İyi okumalar lütfen ana bacı katmadan sövün sövecekseniz de.😅🥲
_______________________

Gerçekten de gelmedi. Haklıydı da ben olsam bende gelmezdim. İşin garip tarafı Enes artık yanıma yaklaşmıyordu. Belki de en başından beridir bana bulaşma sebebi de Kerem'di. Birkaç ay sakin dertsiz geçti. Artık hepimiz emindik, konu kapanmıştı. Yinede biraz mutsuzdum, sonuçta o kız onca şey yaşadı ama biz hala onun katilini hak ettiği yere gönderemedik. Haftaya karneleri alacağız. Artık onuncu sınıfa geçeceğim ve onlar da mezun olacaklar. Bu durumdan memnunum demek isterdim ama emin değilim. Umarım Enes daha fazla kişiye zarar vermez. Yakalanacağını hiç sanmıyorum bu yüzden diyebileceğim tek şey bu. Konuşmak duyduklarımı anlatmak isterdim ama Enes peşimi bırakmışken yine aynı şeylerin yaşanmasını istemiyorum, daha fazla korku içinde yaşamak istemiyorum. Vicdanım sızlıyor ama yapamam, o kadar cesaretim yok. Ailem de artık yasakları kaldırmaya başlamıştı. Karneye bir hafta kaldığı için arkadaşlarla dışarı çıktık ama biraz fazla oyalandığımız için saat geç olmuştu. Dönüş yolundan eve giderken nedense yolda şeritler vardı ve etrafı çevirilmişti. Daha da garibi polisler kapatmıştı. Yalnız olduğum için sormakla sormamak arasında kaldım en sonunda fazla merakın başıma neler getirdiğini hatırlayıp vazgeçtim.
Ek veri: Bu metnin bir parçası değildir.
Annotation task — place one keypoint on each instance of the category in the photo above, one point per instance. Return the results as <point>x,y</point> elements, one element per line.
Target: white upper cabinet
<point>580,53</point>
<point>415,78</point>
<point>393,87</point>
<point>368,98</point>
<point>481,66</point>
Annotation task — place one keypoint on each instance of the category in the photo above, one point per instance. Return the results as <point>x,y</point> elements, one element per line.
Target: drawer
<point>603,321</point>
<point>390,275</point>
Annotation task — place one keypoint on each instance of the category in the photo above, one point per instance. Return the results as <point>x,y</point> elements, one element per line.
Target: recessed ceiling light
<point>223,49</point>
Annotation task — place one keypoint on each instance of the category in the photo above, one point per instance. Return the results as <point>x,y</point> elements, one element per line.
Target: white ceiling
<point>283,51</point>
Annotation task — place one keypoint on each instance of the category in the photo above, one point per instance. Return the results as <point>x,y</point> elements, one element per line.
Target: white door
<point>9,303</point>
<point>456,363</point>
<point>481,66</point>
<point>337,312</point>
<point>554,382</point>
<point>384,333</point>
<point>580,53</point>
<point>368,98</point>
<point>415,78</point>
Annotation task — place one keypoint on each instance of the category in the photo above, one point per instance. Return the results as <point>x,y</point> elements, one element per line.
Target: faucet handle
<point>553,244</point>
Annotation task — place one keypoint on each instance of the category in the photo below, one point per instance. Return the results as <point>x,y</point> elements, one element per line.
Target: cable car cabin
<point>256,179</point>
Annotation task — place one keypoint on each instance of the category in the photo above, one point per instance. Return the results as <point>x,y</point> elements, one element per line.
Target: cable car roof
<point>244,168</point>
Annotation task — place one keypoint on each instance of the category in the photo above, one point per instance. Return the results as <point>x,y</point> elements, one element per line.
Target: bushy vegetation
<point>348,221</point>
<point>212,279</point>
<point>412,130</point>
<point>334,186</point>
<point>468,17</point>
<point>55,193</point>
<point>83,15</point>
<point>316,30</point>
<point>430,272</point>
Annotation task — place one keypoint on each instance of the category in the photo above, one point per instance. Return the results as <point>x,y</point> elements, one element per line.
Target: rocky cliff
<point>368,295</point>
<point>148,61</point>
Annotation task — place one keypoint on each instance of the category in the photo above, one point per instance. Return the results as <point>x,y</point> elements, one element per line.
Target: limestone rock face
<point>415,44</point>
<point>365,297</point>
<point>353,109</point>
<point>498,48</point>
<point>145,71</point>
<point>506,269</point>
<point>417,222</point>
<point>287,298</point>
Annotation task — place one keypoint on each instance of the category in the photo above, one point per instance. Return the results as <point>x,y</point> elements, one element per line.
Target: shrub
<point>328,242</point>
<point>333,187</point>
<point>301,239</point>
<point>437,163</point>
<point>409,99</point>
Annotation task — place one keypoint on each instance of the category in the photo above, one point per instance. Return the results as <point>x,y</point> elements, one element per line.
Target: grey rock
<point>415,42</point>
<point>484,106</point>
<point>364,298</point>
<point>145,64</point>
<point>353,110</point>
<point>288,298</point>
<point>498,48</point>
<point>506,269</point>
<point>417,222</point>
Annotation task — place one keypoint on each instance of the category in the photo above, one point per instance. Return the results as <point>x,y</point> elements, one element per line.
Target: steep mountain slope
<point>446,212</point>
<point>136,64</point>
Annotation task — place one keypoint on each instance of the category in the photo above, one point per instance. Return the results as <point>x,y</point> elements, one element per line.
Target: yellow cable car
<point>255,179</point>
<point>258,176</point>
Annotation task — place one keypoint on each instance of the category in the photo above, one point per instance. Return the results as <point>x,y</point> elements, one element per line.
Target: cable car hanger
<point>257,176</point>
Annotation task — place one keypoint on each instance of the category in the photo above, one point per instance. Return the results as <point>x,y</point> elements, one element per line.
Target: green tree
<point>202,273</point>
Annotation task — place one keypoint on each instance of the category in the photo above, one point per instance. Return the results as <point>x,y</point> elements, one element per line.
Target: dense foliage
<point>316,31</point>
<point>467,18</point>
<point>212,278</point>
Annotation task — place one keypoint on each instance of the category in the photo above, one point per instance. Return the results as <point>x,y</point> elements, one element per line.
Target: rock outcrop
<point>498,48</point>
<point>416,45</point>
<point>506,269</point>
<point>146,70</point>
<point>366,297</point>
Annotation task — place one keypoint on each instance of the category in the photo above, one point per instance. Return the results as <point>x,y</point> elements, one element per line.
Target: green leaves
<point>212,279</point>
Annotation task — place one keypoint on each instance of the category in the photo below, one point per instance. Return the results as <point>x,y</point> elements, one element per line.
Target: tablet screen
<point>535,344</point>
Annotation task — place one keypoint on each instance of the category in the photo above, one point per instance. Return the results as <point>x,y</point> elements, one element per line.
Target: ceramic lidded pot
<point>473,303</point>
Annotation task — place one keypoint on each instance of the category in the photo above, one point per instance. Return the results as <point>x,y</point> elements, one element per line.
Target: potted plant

Aşağı mahalleden dolanınca pek tekin olmasa da bizim mahalleye giden bir yol vardı. O taraftan giderken yolun ortasında bir kızı gördüm. Bu saatte neden böyle tekin olmayan bir yerdeydi ki? Aslında biraz endişeliydim Enes şimdiye kadar -bildiğim kadarıyla- okuldan başka kimseye bir şey yapmamıştı ama kesin değildi. En son etrafta ondan ve benden başka kimse olmadığı için endişeye gerek olmadığını düşünüp yolumda ilerleme kararı aldım. Yanından geçerken hala dikilmesini garip bulup o tarafa baktım, bana bakıp gülümsüyordu. En son dayanamayıp arkamı döndüm tam neden bana baktığını soracakken gülmesi soldu. Anlam veremediğim için boş boş bakıyordum. Nedense bir anda gözleri doldu bende bir anda ne oldu diye endişelendiğim için tam soracakken bir anda çığlık attı. Sesini duymamla kulaklarımı kapattım. Ne olmuştu bir anda? Acaba benden mi korktu? Tam sakin olmasını söyleyecekken yaklaşmamama rağmen bir anda uzak dur benden gibi şeyler söylemeye başladı o sırada da yan mahalledeki polisler bu tarafa geldi. İster istemez panik oldum, ya yanlış anlaşılırsam?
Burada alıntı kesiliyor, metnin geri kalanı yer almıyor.